Regulation

Qatar Publishes New Civil Aviation Cybersecurity Guidelines

 

Qatar Airways Airbus A350. Photo: Qatar Airways

Qatar’s Civil Aviation Authority (CAA) has become the first Middle Eastern civil aviation regulator to publish new cybersecurity guidelines designed to help mitigate electronic threats and attacks on the nation’s aircraft operators, airports and air traffic control systems.

The agency refers to the new guidelines as a set of recommendations that Qatar’s aviation sector should implement as baseline requirements. CAA specifically identifies its intended audience for the new guidelines to include air traffic control operators, airport authorities and engineers responsible for managing and operating information systems within an airplane.

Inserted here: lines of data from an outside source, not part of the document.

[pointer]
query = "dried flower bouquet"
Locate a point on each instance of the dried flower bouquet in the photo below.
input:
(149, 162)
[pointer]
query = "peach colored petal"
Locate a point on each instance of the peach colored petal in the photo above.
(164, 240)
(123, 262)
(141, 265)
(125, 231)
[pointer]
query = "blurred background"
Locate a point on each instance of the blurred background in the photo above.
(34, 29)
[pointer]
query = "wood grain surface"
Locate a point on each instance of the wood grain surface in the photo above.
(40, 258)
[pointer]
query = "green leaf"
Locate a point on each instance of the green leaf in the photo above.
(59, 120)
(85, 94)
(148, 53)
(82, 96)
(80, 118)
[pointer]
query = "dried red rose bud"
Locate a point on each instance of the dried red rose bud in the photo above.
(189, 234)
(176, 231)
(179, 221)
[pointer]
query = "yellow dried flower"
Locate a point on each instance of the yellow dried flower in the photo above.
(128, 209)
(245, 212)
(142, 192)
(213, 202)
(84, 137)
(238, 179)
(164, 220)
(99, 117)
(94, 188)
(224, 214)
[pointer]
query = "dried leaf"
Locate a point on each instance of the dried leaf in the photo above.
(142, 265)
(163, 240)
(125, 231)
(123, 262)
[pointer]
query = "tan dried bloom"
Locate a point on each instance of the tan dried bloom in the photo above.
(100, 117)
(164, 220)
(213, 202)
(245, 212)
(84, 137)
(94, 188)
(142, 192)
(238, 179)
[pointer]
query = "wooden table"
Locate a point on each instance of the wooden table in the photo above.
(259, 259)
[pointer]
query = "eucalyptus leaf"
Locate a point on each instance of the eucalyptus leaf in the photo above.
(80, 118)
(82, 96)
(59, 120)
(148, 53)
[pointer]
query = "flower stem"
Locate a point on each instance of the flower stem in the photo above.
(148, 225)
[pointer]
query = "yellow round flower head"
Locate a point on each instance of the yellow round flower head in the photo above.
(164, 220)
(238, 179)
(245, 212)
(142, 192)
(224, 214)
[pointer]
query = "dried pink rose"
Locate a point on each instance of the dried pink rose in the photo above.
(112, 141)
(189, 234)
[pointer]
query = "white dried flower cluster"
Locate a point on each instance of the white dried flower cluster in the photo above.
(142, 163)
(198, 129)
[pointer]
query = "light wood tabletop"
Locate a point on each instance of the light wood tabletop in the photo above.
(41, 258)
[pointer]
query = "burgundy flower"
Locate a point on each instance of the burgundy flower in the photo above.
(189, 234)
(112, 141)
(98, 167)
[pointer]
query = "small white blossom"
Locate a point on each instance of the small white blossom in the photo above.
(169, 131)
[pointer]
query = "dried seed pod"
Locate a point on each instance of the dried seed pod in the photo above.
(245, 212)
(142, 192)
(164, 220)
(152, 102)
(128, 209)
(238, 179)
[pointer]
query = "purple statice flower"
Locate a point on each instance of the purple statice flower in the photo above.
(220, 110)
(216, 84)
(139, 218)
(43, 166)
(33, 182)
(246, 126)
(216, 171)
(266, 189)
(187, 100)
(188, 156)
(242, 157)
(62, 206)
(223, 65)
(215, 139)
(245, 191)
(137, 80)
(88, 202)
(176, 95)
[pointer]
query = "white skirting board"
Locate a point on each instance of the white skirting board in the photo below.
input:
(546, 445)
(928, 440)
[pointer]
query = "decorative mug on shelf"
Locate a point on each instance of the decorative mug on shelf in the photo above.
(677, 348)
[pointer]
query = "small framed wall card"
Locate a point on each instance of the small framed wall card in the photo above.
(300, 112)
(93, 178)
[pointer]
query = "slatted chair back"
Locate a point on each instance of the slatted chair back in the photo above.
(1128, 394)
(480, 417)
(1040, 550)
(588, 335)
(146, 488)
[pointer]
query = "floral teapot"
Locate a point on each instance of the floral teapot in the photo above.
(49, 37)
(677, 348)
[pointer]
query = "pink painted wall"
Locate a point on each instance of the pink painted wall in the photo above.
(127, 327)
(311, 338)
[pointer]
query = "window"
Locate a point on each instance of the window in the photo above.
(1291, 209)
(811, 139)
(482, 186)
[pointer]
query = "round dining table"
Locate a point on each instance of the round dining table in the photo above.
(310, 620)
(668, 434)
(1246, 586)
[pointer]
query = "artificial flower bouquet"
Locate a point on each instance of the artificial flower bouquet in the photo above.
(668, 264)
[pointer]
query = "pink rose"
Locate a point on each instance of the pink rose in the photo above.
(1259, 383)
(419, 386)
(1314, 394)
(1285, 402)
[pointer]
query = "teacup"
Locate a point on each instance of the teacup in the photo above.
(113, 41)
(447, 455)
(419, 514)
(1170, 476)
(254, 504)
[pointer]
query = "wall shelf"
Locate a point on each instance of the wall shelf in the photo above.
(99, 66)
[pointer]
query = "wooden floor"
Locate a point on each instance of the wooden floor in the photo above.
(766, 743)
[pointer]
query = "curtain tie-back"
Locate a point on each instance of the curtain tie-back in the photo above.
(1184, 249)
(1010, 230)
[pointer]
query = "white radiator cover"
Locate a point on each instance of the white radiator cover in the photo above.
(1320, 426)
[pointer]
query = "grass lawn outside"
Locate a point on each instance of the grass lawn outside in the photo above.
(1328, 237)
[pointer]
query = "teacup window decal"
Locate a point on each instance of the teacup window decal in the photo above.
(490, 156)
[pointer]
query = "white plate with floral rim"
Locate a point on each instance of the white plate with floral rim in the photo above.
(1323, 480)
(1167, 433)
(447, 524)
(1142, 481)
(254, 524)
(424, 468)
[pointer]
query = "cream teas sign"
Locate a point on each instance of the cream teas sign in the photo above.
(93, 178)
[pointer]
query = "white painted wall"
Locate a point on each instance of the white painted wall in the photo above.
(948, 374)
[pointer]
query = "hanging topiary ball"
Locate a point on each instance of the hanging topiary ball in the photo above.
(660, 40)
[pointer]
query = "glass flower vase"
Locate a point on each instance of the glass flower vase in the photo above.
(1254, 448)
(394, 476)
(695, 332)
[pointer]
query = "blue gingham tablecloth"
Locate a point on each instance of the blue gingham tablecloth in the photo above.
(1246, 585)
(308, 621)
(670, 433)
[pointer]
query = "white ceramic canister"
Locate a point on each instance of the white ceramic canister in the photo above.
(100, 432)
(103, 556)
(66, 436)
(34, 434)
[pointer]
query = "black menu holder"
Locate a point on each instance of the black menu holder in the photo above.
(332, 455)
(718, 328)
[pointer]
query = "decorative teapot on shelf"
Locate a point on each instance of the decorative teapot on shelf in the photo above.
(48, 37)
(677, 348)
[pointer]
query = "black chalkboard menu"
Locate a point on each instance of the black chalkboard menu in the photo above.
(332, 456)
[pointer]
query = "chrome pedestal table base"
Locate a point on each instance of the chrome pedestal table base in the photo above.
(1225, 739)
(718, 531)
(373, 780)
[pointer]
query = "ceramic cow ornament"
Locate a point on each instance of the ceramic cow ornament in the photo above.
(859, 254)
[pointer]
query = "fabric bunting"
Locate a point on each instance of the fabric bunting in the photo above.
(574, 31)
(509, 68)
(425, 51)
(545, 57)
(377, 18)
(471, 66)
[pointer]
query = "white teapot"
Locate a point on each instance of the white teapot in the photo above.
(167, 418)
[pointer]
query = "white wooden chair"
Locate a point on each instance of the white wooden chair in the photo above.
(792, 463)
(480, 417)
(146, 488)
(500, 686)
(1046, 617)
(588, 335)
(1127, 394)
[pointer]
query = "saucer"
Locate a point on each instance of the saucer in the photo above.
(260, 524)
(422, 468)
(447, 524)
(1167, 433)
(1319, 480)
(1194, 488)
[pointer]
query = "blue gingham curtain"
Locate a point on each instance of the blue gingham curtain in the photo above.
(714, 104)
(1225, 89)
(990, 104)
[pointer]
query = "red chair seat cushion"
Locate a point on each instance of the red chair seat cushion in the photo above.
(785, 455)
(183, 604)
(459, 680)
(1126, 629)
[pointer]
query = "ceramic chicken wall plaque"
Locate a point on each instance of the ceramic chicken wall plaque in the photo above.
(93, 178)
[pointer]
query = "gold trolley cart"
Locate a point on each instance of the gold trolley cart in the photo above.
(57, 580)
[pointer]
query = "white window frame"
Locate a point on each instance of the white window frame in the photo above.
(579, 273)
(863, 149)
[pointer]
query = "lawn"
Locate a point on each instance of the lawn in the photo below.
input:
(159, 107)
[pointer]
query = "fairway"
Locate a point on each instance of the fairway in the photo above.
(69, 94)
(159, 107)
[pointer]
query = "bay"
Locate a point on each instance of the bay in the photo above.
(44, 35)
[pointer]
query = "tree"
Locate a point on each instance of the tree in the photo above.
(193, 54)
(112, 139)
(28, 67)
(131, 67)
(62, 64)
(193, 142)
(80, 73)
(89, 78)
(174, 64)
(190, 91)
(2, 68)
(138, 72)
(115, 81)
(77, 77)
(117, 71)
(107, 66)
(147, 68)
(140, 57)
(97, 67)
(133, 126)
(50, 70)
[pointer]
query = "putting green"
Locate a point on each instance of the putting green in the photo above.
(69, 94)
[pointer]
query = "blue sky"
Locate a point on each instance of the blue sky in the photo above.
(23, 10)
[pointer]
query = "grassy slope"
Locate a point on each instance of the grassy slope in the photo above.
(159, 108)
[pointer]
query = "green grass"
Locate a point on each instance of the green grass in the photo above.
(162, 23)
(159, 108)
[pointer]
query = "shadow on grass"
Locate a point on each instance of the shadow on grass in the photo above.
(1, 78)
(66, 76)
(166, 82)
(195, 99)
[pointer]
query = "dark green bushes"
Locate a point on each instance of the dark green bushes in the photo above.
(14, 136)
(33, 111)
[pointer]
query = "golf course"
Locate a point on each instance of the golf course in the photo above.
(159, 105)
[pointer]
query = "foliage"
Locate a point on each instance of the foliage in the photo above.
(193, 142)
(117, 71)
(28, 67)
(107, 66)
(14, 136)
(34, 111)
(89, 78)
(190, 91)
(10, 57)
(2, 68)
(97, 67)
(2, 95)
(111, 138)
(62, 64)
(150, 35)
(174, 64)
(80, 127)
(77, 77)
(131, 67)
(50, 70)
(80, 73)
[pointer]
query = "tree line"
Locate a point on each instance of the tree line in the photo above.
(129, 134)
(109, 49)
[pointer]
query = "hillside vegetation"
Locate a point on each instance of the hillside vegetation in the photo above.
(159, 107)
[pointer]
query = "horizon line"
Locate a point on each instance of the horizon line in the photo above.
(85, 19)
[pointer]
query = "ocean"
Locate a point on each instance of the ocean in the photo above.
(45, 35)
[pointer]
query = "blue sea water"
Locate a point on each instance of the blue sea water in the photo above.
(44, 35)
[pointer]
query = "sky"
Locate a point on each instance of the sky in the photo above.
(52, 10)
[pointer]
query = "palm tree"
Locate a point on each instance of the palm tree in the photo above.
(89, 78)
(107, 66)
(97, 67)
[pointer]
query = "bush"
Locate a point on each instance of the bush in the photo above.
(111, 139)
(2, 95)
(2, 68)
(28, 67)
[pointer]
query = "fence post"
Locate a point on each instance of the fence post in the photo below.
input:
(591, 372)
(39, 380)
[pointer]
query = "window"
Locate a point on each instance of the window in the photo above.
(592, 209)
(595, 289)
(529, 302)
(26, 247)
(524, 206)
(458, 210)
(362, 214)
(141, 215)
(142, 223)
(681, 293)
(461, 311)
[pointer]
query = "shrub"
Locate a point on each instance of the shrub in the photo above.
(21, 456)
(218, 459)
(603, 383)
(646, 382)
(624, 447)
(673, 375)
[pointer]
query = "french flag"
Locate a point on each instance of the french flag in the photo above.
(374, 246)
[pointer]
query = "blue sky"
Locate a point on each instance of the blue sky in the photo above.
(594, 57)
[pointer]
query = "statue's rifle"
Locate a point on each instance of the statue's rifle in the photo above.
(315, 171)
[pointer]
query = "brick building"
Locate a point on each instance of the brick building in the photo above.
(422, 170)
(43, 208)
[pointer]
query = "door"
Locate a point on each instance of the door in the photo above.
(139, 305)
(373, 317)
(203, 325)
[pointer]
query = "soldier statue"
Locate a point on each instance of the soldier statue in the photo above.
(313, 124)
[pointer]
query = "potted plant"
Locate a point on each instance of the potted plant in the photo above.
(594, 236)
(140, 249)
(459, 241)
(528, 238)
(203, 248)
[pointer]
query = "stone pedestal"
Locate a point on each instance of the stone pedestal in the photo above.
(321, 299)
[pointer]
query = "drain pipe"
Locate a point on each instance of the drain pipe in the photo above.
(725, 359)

Several sections of the new guidelines focus specifically on emerging cyber threats to critical aircraft systems and what operators can do to combat them. As an example, operators are instructed to ensure that communications between aircraft and ground-based air traffic control systems are authenticated and encrypted to protect against eavesdropping, jamming, message deletion and message modification.

CAA also notes how the addition of internet connectivity and more advanced forms of in-flight entertainment have opened up aircraft to emerging threats. Six types of attacks are identified as posing a threat to airborne aircraft systems and back-end IT systems for operators in Qatar, including the following:

 

  • Bring Your Own Device
  • Distributed Denial of Service and Botnet
  • Jamming
  • Phishing
  • Remote Hijacking
  • Wi-Fi-based Attacks

 

Airlines in Qatar are also instructed by the new guidelines to use IPv6 wherever possible because that version of internet protocol has IPSec encryption built in as a default protection mechanism. Integrated modular avionics systems featured on aircraft should comply with standards such as the ARINC 653 specifications, according to the new guidelines.

“Strictly control the physical access to computer systems or avionics or communication systems abroad an aircraft. Where possible and for critical systems, a principle of four eyes should be used,” the agency said in the newly published guidelines.

CAA’s new aviation cyber guidelines follow the publishing of a similar framework introduced by the European Aviation Safety Agency (EASA) in February. EASA proposed new cybersecurity amendments to the way aircraft electronic networks and systems are certified, requiring manufacturers and operators address threats that can lead to unauthorized access and disruption of electronic information or electronic aircraft system interfaces.

The new guidelines were developed by Qatar’s aviation regulator under recommendations from the International Civil Aviation Organization (ICAO).